Di mana surat pengosongan lahan pertama tersebut, lanjut Fauzan, memiliki jangka waktu 7 hari. Apabila hingga saat itu pihak STIE AMM belum menunjukan itikad baik, maka BPKAD akan melayangkan surat pengosongan ke-dua, yang mana jangka waktunya hanya 3 hari.

“Kalau sudah tidak ada itikad baik ya sudah, saya akan segel itu, silakan keluar” ketus kepala BPKAD Lobar ini.

Karena dalam hal ini, Pemda telah memberi keringanan kepada pihak STIE AMM untuk membayar sewa hanya 10 tahun terakhir. Dan tidak menagih biaya sewa 34 tahun sejak lahan tersebut disewa pada tajun 1986 silam.

“Karena sebenarnya prosesnya ini kan dari bulan Juli, kita lakukan rapat maraton, kita berikan dia ruang, kelonggaran, tapi kan tidak ada itikad baiknya” bebernya.

Namun, apabila setelah dilayangkan surat pengosongan tersebut pihak STIE AMM menunjukan itikad baik untuk melakukan pembayaran sesuai dengan hasil appraisal, terutama untuk sewa tahun ini, maka Pemda, lanjut Fauzan, akan mempertimbangkan kembali.

“Kalau untuk pembayaran dari tahun 2019 ke belakang itu nanti kita masih bisa bicarakan. Tapi yang jelas sesuai mekanisme yang di Permendagri, dia harus menyelesaikan itu” papar Fauzan.
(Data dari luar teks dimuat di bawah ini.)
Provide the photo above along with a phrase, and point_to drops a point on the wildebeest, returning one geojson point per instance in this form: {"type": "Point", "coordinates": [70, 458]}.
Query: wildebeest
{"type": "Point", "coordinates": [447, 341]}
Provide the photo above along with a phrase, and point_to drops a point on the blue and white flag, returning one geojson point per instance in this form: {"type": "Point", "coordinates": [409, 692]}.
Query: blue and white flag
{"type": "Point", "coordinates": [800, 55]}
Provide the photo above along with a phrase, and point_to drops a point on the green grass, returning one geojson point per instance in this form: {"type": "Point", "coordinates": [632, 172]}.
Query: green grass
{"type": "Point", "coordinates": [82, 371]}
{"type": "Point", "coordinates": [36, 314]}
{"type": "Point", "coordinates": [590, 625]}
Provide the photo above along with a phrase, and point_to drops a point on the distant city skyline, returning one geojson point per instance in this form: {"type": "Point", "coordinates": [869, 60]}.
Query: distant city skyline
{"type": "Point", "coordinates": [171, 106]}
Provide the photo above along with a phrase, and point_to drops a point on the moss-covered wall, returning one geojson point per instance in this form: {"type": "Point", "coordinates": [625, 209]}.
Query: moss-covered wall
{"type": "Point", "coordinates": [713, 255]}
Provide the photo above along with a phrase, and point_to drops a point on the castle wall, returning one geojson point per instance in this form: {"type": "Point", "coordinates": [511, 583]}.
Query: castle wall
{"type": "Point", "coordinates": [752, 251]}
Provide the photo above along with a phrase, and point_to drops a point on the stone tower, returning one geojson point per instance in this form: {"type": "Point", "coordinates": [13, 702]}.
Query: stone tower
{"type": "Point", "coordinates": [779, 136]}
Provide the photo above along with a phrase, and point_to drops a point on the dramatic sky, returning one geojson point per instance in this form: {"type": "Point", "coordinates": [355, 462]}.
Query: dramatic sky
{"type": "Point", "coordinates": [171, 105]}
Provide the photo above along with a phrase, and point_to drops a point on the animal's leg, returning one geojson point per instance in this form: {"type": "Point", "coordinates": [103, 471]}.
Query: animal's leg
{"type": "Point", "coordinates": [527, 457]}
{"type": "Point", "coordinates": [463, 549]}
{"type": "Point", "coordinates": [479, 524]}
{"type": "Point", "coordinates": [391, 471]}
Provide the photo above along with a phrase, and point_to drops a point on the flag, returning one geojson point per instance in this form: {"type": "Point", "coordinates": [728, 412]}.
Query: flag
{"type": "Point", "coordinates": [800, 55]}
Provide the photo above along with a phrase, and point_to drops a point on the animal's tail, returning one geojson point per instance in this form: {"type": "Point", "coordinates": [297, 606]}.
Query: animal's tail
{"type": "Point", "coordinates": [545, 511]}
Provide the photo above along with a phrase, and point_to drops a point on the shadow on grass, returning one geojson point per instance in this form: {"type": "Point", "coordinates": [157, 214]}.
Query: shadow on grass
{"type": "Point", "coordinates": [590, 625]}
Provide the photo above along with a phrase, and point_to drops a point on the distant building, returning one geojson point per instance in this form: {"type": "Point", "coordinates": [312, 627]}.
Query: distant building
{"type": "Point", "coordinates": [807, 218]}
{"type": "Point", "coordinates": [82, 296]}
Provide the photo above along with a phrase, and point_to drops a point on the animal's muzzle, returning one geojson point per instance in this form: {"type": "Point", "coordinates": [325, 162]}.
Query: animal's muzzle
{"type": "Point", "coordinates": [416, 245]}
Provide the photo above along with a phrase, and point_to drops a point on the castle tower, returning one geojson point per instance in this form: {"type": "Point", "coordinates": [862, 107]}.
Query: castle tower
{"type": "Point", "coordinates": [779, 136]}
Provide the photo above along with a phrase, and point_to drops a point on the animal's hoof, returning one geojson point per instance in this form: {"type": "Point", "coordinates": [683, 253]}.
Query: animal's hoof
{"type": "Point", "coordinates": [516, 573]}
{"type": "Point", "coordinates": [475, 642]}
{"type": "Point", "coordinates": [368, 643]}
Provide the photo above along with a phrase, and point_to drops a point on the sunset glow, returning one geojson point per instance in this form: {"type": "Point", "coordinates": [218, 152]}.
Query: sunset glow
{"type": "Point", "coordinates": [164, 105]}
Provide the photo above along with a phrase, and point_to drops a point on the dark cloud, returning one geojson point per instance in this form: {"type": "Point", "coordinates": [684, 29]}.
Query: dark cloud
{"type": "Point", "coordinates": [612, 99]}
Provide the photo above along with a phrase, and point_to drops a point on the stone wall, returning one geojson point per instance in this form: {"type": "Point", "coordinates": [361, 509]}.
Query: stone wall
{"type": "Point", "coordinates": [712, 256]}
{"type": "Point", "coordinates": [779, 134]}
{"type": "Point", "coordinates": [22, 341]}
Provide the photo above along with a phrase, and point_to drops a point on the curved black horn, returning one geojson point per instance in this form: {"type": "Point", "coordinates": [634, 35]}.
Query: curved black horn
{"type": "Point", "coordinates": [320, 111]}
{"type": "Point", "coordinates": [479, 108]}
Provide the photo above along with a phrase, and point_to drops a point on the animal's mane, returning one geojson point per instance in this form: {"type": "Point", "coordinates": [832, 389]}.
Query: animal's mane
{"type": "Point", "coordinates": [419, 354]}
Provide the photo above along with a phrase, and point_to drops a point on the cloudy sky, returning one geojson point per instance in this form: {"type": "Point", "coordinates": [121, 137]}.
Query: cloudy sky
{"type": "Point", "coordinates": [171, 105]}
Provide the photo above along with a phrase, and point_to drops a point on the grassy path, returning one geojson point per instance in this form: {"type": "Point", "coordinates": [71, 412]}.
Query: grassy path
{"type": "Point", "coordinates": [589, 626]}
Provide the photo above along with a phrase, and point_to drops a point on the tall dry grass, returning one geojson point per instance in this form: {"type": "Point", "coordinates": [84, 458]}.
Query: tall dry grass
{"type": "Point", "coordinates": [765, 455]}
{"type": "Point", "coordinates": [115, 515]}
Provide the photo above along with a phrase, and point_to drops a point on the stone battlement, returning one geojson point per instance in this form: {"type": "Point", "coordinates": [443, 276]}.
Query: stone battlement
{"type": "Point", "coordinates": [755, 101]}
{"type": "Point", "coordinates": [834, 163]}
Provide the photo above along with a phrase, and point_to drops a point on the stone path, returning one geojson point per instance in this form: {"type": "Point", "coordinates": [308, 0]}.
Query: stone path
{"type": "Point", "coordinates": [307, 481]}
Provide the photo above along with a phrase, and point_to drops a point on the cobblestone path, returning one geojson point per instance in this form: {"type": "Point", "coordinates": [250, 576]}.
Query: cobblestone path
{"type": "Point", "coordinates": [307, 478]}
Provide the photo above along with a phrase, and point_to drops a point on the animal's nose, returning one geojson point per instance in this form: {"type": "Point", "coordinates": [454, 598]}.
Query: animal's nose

Dirinya menuturkan, dalam pertemuan pada tanggal 12 Oktober 2020 lalu, pihak AMM mengusulkan akan mengkaji nilai sewa yang telah dikeluarkan oleh tim appraisal. Serta mengusulkan untuk meruislag (tukar guling) dan melakukan pinjam pakai.

Tetapi ditegaskan Fauzan, bahwa Pemda hanya akan menyewakan. Tidak akan menjual, meruislag atau melakukan pinjam pakai atas lahan tersebut.

“Kalau dari pihak yayasan akan memanfaatkam lahan itu, mekanismenya sudah jelas sewa dan nilai sewanya sesuai hasil penghitungan tim independen Rp 441 juta pertahun” pungkasnya.